|July 18, 1994|
I understand that the Senate will be voting on the Chemical Weapons Convention soon, and I wanted to ensure that you and your colleagues were aware of my strong support for the earliest possible ratification and entry into force of this landmark agreement.
As you know, my own involvement in efforts to ban chemical weapons began in 1984, when I presented the initial U.S. draft treaty next to the Conference on Disarmament in Geneva. Convinced of the threat posed by chemical weapons proliferation and of the importance of banning these weapons from the face of the earth, I made completion of the Chemical Weapons Convention one of the top foreign policy priorities of my Administration. It was, therefore, particularly gratifying to be able to send Secretary of State Eagleburger to Paris in January 1993 to sign the Convention on behalf of the United States.
My longstanding commitment to banning chemical weapons has been shared by many others, on both sides of the aisle. Indeed, your own efforts and those of your Senate colleagues were instrumental both in completing the negotiations successfully and in ensuring that the Convention itself was the very best that could be achieved.
The United States worked hard to ensure that the Convention could be effectively verified. At the same time, we sought the means to protect both United States security interests and commercial capabilities. I am convinced that the Convention we signed served both objectives, effectively banning chemical weapons without creating an unnecessary burden on legitimate activities.

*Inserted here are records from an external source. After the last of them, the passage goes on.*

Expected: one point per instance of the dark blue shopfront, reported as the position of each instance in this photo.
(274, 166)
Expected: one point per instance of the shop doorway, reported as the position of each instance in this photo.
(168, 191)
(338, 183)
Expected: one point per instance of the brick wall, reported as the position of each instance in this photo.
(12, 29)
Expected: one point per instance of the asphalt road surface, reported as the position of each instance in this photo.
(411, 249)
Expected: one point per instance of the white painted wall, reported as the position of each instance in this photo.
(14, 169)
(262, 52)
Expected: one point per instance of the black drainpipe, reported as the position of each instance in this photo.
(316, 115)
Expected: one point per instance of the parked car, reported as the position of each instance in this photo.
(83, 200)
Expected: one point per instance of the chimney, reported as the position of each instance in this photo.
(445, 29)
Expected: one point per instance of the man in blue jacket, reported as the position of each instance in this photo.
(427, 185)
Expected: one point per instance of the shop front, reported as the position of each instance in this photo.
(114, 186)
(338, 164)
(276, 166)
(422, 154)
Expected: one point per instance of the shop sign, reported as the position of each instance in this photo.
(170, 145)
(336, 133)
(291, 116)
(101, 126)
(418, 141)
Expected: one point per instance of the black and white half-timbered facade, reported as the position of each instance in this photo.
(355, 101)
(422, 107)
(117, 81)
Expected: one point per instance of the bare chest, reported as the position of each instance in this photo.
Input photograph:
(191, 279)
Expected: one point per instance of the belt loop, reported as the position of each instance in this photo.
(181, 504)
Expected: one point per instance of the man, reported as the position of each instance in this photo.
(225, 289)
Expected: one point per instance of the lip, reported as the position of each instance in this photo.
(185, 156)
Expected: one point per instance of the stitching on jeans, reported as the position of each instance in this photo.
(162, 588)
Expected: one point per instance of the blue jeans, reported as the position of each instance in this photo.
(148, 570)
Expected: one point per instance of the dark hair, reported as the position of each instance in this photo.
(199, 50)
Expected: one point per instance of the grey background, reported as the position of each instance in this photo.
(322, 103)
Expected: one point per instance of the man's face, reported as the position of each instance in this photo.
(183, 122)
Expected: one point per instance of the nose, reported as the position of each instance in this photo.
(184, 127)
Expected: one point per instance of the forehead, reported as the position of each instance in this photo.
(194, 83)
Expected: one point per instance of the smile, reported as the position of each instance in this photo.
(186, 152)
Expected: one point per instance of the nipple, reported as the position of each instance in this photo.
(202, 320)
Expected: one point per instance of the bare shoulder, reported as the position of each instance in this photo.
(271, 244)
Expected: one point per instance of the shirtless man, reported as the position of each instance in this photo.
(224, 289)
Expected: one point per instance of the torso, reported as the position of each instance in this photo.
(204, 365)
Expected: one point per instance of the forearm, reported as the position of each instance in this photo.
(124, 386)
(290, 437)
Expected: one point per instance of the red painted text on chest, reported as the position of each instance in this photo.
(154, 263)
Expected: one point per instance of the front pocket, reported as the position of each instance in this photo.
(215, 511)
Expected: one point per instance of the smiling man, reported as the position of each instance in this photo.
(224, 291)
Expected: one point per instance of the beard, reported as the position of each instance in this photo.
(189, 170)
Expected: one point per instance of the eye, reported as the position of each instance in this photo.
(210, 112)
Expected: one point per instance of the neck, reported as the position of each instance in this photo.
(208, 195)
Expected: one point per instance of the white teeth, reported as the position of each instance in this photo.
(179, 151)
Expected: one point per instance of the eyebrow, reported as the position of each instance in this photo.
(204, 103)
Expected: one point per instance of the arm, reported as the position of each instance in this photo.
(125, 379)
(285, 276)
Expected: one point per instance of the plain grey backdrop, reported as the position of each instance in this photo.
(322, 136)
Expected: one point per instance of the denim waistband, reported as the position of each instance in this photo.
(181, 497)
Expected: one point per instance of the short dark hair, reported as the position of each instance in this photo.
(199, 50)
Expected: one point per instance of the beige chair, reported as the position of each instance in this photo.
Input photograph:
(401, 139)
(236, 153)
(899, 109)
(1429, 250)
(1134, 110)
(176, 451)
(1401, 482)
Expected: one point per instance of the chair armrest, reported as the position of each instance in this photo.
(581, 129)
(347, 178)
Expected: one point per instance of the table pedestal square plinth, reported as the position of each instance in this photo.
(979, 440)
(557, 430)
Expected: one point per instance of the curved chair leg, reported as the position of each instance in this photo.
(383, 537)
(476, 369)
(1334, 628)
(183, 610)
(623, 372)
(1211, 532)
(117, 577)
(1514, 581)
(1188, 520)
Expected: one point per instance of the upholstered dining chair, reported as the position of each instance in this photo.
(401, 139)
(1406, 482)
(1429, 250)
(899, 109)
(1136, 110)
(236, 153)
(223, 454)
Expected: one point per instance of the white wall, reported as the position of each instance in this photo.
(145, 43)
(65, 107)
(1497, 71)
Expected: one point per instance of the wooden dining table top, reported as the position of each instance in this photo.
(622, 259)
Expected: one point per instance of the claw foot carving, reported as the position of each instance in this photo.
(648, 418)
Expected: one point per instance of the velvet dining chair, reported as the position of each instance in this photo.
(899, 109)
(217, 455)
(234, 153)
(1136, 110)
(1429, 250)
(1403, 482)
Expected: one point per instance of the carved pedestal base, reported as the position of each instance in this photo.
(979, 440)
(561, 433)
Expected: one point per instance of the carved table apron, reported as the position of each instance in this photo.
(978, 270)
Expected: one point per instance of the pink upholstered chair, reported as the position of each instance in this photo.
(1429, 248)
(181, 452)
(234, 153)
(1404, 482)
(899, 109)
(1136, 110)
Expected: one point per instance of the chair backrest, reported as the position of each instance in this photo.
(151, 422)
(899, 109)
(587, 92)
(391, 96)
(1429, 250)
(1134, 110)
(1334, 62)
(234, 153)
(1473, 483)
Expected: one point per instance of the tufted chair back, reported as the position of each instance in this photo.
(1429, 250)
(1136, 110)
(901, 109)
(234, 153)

This Convention clearly serves the best interests of the United States in a world in which the proliferation and use of chemical weapons is a real and growing threat. United States leadership played a critical role in the successful conclusion of the Chemical Weapons Convention. United States leadership is required once again to bring this historic agreement into force. I urge the Senate to demonstrate the U.S. commitment to abolishing chemical weapons by promptly giving its advice and consent to ratification.